Initially, `getLinks` is called with an empty URL. This is translated as “the front page of Wikipedia” as soon as the empty URL is prepended with `http://en.wikipedia.org` inside the function. Then, each link on the first page is iterated through and a check is made to see whether it is in the global set of pages (a set of pages that the script has encountered already). If not, it is added to the list, printed to the screen, and the `getLinks` function is called recursively on it.

Python has a default recursion limit (the number of times a program can recursively call itself) of 1,000. Because Wikipedia’s network of links is extremely large, this program will eventually hit that recursion limit and stop, unless you put in a recursion counter or something to prevent that from happening.

## Collecting Data Across an Entire Site

Let’s look at how to build a scraper that collects the title, the first paragraph of content, and the link to edit the page (if available).

As always, the first step to determine how best to do this is to look at a few pages from the site and determine a pattern. By looking at a handful of Wikipedia pages (both articles and nonarticle pages such as the privacy policy page), the following things should be clear:

- All titles (on all pages, regardless of their status as an article page, an edit history page, or any other page) have titles under `h1 → span` tags, and these are the only `h1` tags on the page. 
- As mentioned before, all body text lives under the `div#bodyContent` tag. However, if you want to get more specific and access just the first paragraph of text, you might be better off using `div#mw-content-text → p` (selecting the first paragraph tag only). This is true for all content pages except file pages (for example, `https://en.wikipedia.org/wiki/File:Orbit_of_274301_Wikipedia.svg`), which do not have sections of content text.
- Edit links occur only on article pages. If they occur, they will be found in the `li#ca-edit` tag, under `li#ca-edit → span → a`.

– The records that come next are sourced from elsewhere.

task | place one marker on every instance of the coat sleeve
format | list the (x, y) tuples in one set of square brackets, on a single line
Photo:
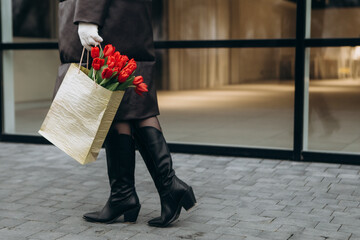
[(91, 11)]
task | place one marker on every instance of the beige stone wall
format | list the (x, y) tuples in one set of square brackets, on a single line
[(35, 73), (227, 19)]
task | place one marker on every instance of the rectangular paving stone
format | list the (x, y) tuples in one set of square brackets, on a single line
[(47, 235)]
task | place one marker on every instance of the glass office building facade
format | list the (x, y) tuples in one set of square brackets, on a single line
[(259, 78)]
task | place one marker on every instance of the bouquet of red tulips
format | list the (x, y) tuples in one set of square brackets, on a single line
[(114, 71)]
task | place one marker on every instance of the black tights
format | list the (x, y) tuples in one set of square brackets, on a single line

By modifying our basic crawling code, you can create a combination crawler/data-gathering (or, at least, data-printing) program:

In [20]:
import re
from urllib.request import urlopen

from bs4 import BeautifulSoup

pages = set()


def main():

    try:
        getLinks('')
    except Exception as e:
        print(type(e), e)

    return 0


def getLinks(pageUrl):
    global pages
    html = urlopen('http://en.wikipedia.org{}'.format(pageUrl))
    bs = BeautifulSoup(html, 'html.parser')
    try:
        print(bs.h1.get_text())
        print(bs.find(id ='mw-content-text').find_all('p')[0])
        print(bs.find(id='ca-edit').find('span')
                    .find('a').attrs['href'])
    except AttributeError:
        print('This page is missing something! Continuing.')

    for link in bs.find_all('a', href=re.compile('^(/wiki/)')):
        if 'href' in link.attrs:
            if link.attrs['href'] not in pages:
                #We have encountered a new page
                newPage = link.attrs['href']
                print('-'*20)
                print(newPage)
                pages.add(newPage)
                getLinks(newPage)


if __name__ == "__main__":
    main()

Main Page
<p><b><a href="/wiki/W._Somerset_Maugham" title="W. Somerset Maugham">W. Somerset Maugham</a></b> (25 January 1874 – 16 December 1965) was an English writer. He achieved national celebrity as a playwright; by 1908 he had four plays running simultaneously in London's <a href="/wiki/West_End_theatre" title="West End theatre">West End</a>. After 1933 he concentrated on novels and short stories. His popularity provoked adverse reactions from highbrow critics, and many belittled him as merely competent. More recent assessments generally rank <i><a href="/wiki/Of_Human_Bondage" title="Of Human Bondage">Of Human Bondage</a></i> as a masterpiece, and his short stories are held in high critical regard. Maugham's plain prose became known for its lucidity, but his reliance on clichés attracted adverse critical commentary. During <a href="/wiki/World_War_I" title="World War I">World War I</a> Maugham worked for the <a href="/wiki/MI6" title="MI6">British Secret Service</a>, later drawing

> _VR:_ The code is not okay... Starting from the design (which I always have to remake) and finishing with some strange techniques...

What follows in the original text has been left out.